Tulsa city leaders are cracking down on after-hours night clubs. Two recent deadly shootings prompted the Tulsa City Council to take action. The News On 6's Ashli Sims reports a new law going into effect on Friday makes it tougher for nightclubs to stay open, after 2 a.m.
If clubs want to stay open past last call they're going to need a permit and if they don't have one, they can face stiff penalties.
In December of 2007, Eric Bell was gunned down at Club UV.
"Next thing you know there's a guy shooting over my head," said Eric Bell.
Less than three months later, gunfire erupts outside of The Hive; 23-year-old Phillip Greer was killed.

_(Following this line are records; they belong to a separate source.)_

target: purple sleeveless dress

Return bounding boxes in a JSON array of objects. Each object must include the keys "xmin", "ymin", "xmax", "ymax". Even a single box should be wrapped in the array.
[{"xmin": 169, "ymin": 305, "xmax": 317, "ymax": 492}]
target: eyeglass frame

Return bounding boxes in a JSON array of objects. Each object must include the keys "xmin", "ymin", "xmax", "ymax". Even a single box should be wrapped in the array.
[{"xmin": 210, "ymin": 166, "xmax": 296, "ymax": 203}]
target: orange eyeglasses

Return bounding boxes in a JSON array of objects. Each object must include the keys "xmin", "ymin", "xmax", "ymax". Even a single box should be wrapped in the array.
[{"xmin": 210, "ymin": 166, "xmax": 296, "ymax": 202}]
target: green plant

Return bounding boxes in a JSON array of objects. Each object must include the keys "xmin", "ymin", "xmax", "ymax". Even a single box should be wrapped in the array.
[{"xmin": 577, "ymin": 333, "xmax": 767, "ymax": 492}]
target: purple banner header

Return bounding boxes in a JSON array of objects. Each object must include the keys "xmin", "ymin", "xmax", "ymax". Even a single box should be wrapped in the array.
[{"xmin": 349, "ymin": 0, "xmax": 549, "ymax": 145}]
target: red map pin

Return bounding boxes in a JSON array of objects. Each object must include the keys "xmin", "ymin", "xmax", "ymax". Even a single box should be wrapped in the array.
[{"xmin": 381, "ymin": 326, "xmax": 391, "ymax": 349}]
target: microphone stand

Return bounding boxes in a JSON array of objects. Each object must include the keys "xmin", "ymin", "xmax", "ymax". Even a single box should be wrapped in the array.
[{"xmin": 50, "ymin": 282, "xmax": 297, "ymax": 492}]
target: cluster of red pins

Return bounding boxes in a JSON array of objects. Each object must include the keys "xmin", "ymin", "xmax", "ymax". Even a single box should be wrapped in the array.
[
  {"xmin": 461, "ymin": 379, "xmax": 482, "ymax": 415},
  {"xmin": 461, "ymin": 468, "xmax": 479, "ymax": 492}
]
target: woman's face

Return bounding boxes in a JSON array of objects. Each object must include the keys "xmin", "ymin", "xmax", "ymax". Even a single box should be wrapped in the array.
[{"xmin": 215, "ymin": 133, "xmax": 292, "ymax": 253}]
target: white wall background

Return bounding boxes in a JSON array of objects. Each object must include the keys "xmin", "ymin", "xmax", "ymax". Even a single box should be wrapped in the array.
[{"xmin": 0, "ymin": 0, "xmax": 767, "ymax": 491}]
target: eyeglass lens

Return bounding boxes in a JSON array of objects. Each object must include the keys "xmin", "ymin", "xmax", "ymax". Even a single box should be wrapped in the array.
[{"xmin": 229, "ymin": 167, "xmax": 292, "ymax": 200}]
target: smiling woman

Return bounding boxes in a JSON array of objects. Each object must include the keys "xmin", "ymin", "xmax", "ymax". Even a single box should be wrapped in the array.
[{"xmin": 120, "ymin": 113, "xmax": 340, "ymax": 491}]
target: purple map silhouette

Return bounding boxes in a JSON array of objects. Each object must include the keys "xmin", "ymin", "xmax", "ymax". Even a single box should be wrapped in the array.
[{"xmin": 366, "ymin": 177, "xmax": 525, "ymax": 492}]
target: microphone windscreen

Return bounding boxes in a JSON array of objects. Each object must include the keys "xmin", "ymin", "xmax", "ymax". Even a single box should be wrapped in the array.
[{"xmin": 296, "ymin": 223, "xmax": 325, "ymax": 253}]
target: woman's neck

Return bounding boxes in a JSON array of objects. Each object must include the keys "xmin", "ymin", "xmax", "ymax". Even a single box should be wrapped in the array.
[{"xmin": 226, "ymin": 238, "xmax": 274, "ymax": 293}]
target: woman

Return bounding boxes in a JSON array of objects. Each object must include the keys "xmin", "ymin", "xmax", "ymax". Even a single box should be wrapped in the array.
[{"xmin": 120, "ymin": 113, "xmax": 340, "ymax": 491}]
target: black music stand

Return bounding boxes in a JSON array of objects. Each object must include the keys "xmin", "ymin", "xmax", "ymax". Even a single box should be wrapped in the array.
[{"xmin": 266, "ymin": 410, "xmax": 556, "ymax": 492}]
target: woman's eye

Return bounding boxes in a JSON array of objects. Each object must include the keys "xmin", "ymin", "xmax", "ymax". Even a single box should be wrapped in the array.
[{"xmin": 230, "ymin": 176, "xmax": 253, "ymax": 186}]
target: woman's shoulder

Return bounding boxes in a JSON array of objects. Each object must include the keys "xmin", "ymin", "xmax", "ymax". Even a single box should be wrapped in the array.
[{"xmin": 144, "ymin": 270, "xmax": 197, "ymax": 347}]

A loophole in the law allowed both clubs to stay open long after last call, but a new law is reigning in the after-hours parties and that's welcome news to Tulsa police officers.
"This closed all of the loopholes, uh, which is really going to make it safe for the citizens who go out to the entertainment clubs or the special events," said TPD Sgt. Terry Maurer.

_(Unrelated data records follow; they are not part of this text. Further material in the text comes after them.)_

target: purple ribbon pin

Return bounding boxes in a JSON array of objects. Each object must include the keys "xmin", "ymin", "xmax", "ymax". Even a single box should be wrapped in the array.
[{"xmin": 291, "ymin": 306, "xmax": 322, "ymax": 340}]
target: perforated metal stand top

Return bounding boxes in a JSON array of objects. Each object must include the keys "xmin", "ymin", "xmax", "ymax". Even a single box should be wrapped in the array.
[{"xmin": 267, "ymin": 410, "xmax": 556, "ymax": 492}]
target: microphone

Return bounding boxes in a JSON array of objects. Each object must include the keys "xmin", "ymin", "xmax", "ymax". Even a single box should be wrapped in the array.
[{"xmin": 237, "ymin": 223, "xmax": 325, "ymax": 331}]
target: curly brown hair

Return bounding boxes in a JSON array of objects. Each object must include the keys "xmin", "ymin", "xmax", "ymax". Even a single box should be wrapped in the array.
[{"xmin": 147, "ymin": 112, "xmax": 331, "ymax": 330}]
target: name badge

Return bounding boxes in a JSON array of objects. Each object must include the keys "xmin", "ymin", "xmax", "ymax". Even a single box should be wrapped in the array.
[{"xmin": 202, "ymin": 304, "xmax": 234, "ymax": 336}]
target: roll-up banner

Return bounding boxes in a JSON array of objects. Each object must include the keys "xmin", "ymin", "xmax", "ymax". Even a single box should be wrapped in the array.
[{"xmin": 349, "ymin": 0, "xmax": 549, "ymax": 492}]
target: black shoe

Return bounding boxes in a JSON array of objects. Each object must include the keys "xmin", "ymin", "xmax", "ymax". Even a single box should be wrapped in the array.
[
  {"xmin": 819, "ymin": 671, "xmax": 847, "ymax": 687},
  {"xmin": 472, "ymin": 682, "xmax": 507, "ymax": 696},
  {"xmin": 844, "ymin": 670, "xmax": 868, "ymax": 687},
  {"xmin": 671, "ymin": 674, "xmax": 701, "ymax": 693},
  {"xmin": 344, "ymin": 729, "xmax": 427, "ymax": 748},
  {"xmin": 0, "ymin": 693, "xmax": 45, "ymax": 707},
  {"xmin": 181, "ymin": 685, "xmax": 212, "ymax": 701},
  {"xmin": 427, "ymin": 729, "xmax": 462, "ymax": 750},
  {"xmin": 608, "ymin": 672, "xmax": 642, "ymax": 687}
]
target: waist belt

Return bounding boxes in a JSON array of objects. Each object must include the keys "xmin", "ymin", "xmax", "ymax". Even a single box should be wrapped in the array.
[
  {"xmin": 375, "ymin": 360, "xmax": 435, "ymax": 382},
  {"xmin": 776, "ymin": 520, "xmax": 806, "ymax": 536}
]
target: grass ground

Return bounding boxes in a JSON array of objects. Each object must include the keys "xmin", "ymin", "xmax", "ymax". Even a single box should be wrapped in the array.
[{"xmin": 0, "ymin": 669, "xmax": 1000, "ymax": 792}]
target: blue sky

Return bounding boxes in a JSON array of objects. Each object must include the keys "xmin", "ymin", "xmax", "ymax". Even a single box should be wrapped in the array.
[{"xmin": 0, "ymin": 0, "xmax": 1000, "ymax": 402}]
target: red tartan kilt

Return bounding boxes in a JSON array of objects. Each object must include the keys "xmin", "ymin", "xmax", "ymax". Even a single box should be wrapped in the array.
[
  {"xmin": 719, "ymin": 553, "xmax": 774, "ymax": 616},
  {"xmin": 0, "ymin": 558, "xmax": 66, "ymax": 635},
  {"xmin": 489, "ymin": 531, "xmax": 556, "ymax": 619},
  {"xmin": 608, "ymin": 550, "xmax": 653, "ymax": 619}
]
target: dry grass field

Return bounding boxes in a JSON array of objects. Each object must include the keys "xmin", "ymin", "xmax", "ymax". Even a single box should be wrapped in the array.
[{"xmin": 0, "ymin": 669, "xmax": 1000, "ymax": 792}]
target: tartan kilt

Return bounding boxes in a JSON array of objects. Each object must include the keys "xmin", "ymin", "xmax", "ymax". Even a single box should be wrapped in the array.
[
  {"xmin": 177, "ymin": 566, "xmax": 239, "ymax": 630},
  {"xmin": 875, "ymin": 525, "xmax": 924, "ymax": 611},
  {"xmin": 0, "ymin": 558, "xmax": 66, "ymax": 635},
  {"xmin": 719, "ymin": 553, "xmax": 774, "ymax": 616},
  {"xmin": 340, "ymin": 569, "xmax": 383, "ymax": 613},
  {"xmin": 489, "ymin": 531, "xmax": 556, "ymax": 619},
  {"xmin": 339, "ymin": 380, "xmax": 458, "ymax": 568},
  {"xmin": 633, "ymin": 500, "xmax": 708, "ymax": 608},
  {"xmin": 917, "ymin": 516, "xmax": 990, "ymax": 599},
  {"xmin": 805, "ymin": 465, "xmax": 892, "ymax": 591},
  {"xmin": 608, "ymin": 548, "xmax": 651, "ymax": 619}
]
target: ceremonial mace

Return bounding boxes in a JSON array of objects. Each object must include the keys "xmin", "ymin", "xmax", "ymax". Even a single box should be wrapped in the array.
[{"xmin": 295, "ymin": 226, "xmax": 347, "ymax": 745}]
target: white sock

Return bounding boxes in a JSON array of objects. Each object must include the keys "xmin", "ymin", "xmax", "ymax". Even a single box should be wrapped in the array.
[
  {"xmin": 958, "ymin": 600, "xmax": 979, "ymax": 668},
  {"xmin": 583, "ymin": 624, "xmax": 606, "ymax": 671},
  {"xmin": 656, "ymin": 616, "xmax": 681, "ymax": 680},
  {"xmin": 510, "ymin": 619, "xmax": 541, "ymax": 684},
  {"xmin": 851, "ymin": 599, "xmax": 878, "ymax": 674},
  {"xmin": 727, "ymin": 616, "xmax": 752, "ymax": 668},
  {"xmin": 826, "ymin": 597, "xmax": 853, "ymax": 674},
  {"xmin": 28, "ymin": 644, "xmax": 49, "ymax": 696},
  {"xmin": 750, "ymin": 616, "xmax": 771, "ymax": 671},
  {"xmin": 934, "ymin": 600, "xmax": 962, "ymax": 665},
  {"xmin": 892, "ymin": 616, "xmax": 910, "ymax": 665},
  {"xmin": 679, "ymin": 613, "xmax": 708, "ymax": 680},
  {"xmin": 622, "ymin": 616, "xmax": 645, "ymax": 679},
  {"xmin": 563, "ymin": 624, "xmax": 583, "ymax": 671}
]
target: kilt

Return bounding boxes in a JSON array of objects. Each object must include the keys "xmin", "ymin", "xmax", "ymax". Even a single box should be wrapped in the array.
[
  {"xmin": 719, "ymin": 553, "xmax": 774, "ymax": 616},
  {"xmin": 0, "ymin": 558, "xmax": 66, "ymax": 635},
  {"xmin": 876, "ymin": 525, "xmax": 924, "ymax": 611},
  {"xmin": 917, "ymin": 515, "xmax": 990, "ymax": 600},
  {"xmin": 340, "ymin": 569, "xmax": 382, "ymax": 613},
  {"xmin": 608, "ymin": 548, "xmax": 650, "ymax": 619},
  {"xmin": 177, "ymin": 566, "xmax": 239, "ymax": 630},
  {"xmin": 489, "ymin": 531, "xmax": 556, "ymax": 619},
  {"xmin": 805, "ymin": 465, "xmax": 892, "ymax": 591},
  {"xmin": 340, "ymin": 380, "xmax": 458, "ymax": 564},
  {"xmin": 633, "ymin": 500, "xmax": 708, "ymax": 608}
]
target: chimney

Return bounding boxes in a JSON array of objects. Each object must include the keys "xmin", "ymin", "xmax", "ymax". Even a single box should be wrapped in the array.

Before, club owners just needed a letter claiming a non-profit organization was sponsoring the after-hours event.
Now the group has to buy a $150 permit and a member has to attend the event. They also have to run a security plan by Tulsa police.
"By having Tulsa police, the fire department, neighborhood inspections doing the checks prior to receiving a permit. It's going to make my job, my officers' jobs a lot easier," said Sgt. Maurer.
The new law also cracks down on violators.
If club owners are caught after-hours without permits, they could face a $1,200 fine and up to six months in jail.
The News On 6 checked with the city and no one has applied for one of these permits yet.
So for now, all clubs should shutdown at 2 a.m.